Starting out with begging on the streets of Ain El Mreisseh early in the morning, rather than getting ready for school.
Facing a Mosque in the Ain El Mreisseh area, woman sits all day in hopes of getting people to help her and her infant survive.
She carries her daughter around the streets of Ain El Mreisseh, instead of taking her to school.
He works at a mechanics shop rather than being at home and getting ready for school.
Young beggar in Hamra still manages to smile despite missing on an actual childhood.
After a long day, young beggar waits by the side of a generous man to buy him a sandwich.
At the end of the day, this looks like brother and sister comparing how much money each one collected.
It is known that there are above 1,500,000 Syrian Refugees in Lebanon and they’re continuously increasing.

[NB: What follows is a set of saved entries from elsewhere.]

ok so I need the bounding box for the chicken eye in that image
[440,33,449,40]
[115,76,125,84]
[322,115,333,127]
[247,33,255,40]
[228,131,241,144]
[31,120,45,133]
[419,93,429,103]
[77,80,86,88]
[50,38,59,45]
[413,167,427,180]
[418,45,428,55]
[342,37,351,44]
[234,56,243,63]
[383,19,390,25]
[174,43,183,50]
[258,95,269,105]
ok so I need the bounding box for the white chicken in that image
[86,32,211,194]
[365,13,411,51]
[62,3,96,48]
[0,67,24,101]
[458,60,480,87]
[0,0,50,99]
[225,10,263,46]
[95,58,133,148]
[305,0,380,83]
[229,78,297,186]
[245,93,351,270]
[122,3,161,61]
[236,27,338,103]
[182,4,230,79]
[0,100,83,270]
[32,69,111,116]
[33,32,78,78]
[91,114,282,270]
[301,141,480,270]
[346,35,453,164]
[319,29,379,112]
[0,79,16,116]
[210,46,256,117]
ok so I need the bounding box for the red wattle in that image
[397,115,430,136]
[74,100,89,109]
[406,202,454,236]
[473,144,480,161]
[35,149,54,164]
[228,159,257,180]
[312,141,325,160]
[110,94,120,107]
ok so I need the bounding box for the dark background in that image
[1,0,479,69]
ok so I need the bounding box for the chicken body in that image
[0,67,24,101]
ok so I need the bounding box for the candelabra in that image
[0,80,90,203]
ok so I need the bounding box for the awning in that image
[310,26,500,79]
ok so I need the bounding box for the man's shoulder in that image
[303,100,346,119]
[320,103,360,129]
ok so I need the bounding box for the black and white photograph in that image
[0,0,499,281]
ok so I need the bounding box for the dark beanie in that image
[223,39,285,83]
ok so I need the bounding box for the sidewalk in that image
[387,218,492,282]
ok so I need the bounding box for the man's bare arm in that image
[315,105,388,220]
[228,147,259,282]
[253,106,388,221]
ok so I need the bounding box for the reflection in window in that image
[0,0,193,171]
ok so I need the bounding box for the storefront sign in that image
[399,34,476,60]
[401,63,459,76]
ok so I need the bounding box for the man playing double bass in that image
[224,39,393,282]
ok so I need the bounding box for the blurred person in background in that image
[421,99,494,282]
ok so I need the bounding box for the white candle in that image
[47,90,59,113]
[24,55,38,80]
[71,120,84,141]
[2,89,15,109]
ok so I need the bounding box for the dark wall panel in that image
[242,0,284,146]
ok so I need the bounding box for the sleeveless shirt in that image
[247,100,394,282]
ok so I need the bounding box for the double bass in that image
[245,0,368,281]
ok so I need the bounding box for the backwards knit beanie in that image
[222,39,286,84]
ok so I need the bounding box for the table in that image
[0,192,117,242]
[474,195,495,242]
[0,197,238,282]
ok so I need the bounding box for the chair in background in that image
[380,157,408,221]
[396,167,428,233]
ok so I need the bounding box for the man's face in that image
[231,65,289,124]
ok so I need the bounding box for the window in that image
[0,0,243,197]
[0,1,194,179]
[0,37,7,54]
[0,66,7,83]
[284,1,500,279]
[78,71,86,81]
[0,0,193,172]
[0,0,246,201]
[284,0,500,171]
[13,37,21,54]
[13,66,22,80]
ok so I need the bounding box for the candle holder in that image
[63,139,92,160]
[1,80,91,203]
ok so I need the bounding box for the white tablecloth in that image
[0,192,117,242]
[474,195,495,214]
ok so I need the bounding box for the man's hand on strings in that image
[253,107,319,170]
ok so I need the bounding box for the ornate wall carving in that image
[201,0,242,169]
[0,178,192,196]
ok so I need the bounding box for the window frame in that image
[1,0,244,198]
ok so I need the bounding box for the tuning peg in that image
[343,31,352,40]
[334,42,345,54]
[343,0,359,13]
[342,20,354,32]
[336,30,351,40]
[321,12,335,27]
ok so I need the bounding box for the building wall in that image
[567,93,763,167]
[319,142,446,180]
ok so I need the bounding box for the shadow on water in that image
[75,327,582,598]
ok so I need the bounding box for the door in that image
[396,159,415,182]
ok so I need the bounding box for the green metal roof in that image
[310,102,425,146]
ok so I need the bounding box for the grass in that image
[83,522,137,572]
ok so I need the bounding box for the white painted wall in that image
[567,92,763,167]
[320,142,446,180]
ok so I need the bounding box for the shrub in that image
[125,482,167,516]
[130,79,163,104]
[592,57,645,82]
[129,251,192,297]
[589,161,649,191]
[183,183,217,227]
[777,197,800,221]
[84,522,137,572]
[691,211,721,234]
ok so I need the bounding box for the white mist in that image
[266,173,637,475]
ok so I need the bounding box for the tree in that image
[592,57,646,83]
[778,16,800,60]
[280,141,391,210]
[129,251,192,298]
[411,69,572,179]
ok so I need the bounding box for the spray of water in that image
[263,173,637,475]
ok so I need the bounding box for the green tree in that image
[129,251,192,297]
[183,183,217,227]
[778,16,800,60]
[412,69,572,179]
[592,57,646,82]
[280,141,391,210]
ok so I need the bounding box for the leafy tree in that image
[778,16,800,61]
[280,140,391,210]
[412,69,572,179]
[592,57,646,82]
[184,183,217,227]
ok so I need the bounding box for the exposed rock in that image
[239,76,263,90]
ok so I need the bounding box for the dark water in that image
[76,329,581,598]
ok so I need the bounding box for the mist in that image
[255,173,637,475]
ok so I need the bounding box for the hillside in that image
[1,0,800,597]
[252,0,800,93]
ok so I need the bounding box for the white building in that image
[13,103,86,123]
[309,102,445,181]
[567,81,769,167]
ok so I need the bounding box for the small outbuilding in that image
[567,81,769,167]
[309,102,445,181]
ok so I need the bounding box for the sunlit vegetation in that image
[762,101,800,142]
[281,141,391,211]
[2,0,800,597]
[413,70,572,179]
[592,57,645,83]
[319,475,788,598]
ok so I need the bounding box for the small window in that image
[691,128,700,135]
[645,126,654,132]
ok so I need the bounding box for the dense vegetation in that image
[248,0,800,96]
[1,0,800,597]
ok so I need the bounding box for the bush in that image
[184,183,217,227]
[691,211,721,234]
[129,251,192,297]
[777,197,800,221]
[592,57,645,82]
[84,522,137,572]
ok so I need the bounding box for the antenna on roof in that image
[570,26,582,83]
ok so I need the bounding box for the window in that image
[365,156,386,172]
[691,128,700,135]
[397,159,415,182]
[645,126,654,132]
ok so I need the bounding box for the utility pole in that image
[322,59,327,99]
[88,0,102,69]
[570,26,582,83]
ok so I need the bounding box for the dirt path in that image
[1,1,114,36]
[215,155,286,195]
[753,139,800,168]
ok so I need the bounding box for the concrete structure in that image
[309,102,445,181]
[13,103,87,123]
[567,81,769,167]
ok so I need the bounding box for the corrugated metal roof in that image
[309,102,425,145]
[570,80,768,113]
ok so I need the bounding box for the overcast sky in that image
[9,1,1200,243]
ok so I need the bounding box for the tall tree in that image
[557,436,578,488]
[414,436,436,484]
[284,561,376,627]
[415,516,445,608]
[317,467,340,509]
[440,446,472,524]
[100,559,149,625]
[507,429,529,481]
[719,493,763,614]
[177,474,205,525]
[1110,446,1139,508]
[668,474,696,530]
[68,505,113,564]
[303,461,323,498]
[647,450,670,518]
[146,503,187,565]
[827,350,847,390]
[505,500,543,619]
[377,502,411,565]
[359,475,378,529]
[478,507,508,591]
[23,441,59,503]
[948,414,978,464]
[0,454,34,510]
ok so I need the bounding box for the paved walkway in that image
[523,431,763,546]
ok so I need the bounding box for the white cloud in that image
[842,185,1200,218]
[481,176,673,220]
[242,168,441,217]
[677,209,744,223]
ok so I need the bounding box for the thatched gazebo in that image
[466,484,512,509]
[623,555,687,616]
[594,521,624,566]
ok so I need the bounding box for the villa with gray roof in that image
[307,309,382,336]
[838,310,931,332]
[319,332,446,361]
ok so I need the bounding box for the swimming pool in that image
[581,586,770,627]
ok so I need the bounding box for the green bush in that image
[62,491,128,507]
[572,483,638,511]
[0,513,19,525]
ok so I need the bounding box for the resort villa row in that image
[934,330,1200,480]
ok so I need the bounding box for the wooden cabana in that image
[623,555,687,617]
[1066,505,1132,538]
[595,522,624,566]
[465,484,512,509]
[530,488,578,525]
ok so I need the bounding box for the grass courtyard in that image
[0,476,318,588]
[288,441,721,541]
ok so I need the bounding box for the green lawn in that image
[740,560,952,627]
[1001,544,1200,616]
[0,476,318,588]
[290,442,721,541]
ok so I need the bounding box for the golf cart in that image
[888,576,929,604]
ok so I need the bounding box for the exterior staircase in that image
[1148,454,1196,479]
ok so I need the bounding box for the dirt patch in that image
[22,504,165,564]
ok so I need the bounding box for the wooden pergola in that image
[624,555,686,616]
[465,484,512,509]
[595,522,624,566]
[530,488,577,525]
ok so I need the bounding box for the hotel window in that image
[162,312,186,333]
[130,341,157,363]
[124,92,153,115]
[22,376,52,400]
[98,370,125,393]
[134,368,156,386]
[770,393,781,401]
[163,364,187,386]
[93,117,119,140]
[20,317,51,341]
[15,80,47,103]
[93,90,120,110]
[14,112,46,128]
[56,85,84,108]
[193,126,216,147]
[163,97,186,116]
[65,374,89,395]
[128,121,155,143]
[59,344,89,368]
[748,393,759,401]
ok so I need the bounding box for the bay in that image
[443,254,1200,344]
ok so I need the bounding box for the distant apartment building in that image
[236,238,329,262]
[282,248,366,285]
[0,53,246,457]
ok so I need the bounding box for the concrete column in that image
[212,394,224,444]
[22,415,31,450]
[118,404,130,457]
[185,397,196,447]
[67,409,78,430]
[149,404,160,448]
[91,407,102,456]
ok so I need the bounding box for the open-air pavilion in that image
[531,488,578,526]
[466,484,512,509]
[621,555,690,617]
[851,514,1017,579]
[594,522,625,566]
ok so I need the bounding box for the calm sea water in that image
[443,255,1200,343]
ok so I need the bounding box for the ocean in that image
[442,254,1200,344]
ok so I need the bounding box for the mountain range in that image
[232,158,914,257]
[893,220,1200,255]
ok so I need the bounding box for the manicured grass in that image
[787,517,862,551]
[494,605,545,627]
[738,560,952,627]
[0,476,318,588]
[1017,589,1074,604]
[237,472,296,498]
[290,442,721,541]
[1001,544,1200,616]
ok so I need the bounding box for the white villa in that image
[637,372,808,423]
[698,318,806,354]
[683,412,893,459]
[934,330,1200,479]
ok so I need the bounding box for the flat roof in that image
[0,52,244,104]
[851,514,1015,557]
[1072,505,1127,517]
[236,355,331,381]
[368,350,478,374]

The United Nations High Commissioner for Refugees (UNHCR) and United Nations Children’s Fund (UNICEF) are two of many institutions that are working with a number of public schools throughout Lebanon, in the hope of making education available for the maximum number of refugees. There are 1,835,840 Syrian refugees currently in Lebanon, who are getting assistance, but also 53.3% of these refugees (978,503) are children between the ages of 1-17. 90,000 of these children are now attending schools, whereas the rest are still struggling in getting themselves registered. This is due to minimal funding that the UNHCR and UNICEF are receiving. The question remains, are the beggars on the streets unregistered refugees or refugees waiting to be registered?